Pour autant, Zilia n’accuse pas Déterville. Dans ces lettres de rupture, sa gratitude envers le chevalier est intacte. Elle le sait plein de compassion pour elle, lorsqu’elle lui demande pardon de ses mots blessants, témoin de sa douleur trop vive pour la raison. Elle implore finalement Déterville de l’oublier à jamais, de s’éloigner de cette malheureuse en perdition qui ne veut plus vivre. Le sort des Amours malheureux est connu, pense-t-elle ; à mesure qu’elle revient à elle, sa lettre trente-sept assure que ses jours lui reviennent, non par joie mais par résignation. Grâce au dévouement de Celine, Zilia retrouve la santé. L’amour qu’elle éprouve reste intact, mais elle abandonne l’idée de le combler.

Dans la lettre trente-huit, ultime missive à Déterville, Zilia se relève pour la première fois et se parle à elle-même en paix. Elle refuse ses avances : elle ne veut plus lui donner d’illusions. Mon cœur n’appartient plus à l’amour, mais à l’amitié, écrit-elle. Fidèle envers et contre tout au souvenir d’Aza, elle persiste à faire valoir son serment initial : elle ne pourra jamais prendre d’autre époux. À Déterville seul, en revanche, elle concède sans détour tous ses sentiments d’amitié et de reconnaissance. Ni parjure, ni ingrate, dit-elle, mais respectueuse des vœux sacrés qu’elle a faits.

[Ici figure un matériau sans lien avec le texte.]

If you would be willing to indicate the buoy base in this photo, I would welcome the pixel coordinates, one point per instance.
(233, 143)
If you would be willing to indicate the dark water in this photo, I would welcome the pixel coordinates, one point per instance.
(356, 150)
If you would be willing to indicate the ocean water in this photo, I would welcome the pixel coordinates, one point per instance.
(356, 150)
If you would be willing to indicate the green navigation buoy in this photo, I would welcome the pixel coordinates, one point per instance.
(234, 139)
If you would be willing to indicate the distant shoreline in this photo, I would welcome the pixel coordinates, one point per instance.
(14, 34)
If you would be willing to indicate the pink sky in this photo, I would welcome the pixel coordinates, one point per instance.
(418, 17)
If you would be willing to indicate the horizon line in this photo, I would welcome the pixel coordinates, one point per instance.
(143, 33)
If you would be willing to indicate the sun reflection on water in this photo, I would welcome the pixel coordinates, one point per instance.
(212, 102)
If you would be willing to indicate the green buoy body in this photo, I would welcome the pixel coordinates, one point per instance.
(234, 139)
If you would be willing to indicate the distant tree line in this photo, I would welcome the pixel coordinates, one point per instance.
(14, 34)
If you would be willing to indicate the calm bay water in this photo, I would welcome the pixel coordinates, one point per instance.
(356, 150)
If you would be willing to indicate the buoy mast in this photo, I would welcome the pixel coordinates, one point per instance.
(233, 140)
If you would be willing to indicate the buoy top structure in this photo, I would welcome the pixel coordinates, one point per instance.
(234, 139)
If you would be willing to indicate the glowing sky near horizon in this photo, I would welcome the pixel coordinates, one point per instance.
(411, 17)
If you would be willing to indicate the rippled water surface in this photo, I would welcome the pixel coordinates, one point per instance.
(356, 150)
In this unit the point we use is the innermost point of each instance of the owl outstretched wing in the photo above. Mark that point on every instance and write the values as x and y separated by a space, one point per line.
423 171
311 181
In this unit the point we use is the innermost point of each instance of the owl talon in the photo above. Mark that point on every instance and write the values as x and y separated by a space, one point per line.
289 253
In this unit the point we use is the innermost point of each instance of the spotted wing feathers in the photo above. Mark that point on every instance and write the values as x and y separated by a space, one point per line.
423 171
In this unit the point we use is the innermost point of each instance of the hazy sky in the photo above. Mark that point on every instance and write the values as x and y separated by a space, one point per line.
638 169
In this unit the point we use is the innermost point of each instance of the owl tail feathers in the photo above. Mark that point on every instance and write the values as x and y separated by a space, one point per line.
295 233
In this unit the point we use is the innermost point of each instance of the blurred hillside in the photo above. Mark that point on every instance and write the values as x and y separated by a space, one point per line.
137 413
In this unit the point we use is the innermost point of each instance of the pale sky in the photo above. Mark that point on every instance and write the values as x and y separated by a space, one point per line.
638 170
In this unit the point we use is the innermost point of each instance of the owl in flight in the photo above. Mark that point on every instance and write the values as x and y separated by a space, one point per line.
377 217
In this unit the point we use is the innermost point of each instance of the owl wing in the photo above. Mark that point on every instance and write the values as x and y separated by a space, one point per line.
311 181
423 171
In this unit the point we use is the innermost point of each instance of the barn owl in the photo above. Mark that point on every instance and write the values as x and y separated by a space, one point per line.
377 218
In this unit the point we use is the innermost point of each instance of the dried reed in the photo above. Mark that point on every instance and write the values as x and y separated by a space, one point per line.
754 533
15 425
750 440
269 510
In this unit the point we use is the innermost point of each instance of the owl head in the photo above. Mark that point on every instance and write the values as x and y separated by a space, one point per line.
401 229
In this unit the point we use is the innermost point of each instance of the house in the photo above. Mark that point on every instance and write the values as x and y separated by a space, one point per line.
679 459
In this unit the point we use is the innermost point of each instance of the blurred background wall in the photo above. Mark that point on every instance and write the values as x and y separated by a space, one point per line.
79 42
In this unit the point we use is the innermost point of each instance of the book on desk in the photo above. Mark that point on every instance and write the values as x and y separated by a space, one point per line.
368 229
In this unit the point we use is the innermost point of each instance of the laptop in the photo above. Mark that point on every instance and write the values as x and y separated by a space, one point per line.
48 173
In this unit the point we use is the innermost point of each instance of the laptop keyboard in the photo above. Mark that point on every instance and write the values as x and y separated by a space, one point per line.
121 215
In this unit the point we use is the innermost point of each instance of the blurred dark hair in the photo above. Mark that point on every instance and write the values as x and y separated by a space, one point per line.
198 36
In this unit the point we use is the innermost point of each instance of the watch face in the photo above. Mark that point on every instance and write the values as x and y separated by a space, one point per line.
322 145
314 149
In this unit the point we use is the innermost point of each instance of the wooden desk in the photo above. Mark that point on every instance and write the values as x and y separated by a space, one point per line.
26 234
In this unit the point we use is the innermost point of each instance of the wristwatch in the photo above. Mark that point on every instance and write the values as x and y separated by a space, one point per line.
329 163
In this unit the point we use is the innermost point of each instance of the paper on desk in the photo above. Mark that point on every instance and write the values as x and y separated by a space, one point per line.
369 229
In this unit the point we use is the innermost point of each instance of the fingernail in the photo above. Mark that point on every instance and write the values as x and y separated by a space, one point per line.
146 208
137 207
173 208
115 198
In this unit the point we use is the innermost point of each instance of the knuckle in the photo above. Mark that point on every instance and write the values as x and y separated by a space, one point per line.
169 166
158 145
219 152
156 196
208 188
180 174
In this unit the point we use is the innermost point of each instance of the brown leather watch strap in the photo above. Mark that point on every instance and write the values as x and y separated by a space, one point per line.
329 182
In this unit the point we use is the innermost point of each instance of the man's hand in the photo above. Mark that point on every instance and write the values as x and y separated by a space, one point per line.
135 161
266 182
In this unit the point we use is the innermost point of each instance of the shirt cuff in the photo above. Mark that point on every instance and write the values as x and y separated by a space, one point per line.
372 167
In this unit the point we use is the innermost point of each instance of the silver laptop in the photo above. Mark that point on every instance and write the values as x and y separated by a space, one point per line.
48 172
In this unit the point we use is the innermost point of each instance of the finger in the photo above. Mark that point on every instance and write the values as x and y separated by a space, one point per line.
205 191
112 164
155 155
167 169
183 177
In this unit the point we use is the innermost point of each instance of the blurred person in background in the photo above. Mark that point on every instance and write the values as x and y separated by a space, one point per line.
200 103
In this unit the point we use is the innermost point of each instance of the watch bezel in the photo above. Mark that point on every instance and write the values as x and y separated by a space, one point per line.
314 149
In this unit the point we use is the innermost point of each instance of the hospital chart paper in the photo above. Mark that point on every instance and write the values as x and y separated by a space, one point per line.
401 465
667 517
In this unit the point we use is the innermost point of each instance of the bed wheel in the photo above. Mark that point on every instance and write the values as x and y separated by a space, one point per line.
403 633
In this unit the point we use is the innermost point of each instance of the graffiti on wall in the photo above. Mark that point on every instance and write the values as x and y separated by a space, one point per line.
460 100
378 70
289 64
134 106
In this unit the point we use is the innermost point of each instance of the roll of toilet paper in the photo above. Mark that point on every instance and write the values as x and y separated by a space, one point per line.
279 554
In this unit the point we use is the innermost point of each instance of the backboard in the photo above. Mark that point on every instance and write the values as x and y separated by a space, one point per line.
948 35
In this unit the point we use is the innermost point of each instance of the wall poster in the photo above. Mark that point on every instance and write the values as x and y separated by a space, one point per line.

À la fin du récit, Zilia accepte son sort parmi les Français. Elle se consacre désormais à ce nouveau foyer qui lui permet de survivre, trouvant refuge dans la fréquentation bienveillante du chevalier Déterville et de sa sœur. Elle se promet de développer entre eux des liens humains profonds, fondés sur la confiance, la curiosité et le partage d’amusement. Dans le dernier paragraphe, elle décrit avec poésie la douceur inouïe d’exister pleinement, reconnaissante de pouvoir puiser dans la nature et dans l’amitié les plaisirs innocents et durables qui viendront apaiser sa peine. Elle y voit un enseignement : sa vie, oubliée, ignorée de tant d’aveugles humains, devient un hymne au simple fait d’être. Zilia invite Déterville à découvrir avec elle les merveilles du monde visible, à adorer l’existence même comme une grâce. Le pardon et le dépassement de la passion trahie se nouent en elle dans un projet de bonheur nouveau : elle offrira son cœur loyalement en amie, fidèle à sa nature, éclairée par la perte douloureuse de son amour. Ainsi finit ce voyage épistolaire où Zilia, revenant du désespoir jusqu’à la quiétude, trouve enfin la force d’accepter son destin.